In Saluki Stadium at Southern Illinois University in Carbondale, the school and the city will host an eclipse program featuring speakers, videos about eclipse science and safety, and feeds from other locations along the eclipse path. There will also be multiple cameras pointed at the sun during the partial eclipse (when the moon is only partially covering the sun) and then during the 2 minutes and 40 seconds of totality.
During that brief period, when the sun will be completely covered by the moon, the world will be dipped in a midday twilight, the streaming jets of gas that make up the sun's atmosphere will become visible, and the horizon will take on the color of a sunset. A total solar eclipse is considered by avid skywatchers to be one of the most amazing natural phenomena that can be viewed with the naked eye. Carbondale is only a few miles from the point of "greatest duration" on the eclipse path, meaning totality will last longer there than anywhere else, according to NASA. It's a difference of seconds, but for such a rare event, that can mean a lot. [How to Safely Watch The 2017 Total Solar Eclipse]
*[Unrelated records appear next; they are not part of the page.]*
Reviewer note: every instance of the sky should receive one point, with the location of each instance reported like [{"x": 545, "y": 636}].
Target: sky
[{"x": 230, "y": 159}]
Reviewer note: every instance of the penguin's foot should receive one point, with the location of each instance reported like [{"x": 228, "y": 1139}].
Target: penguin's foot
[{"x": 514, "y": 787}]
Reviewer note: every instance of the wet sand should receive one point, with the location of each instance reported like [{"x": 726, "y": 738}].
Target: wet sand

The broadcast from Saluki Stadium will be part of NASA TV's live coverage of the event, and it will also be made available on the web and to all PBS stations. Some of the isolated footage of the eclipse will be made available to other TV stations. The cameras pointed at the sun will capture a low-resolution view that will be best for live shots, and multiple high-resolution shots that will later be combined (or stacked) to create something closer to what the human eye can see during a total eclipse.
"Unfortunately, not everyone can get to the path of totality. We know we're not going to get them all," Mike Kentrianakis, project manager for the American Astronomical Society's Solar Eclipse Task Force, told Space.com. "But the secondary thing they can do, is see it on TV."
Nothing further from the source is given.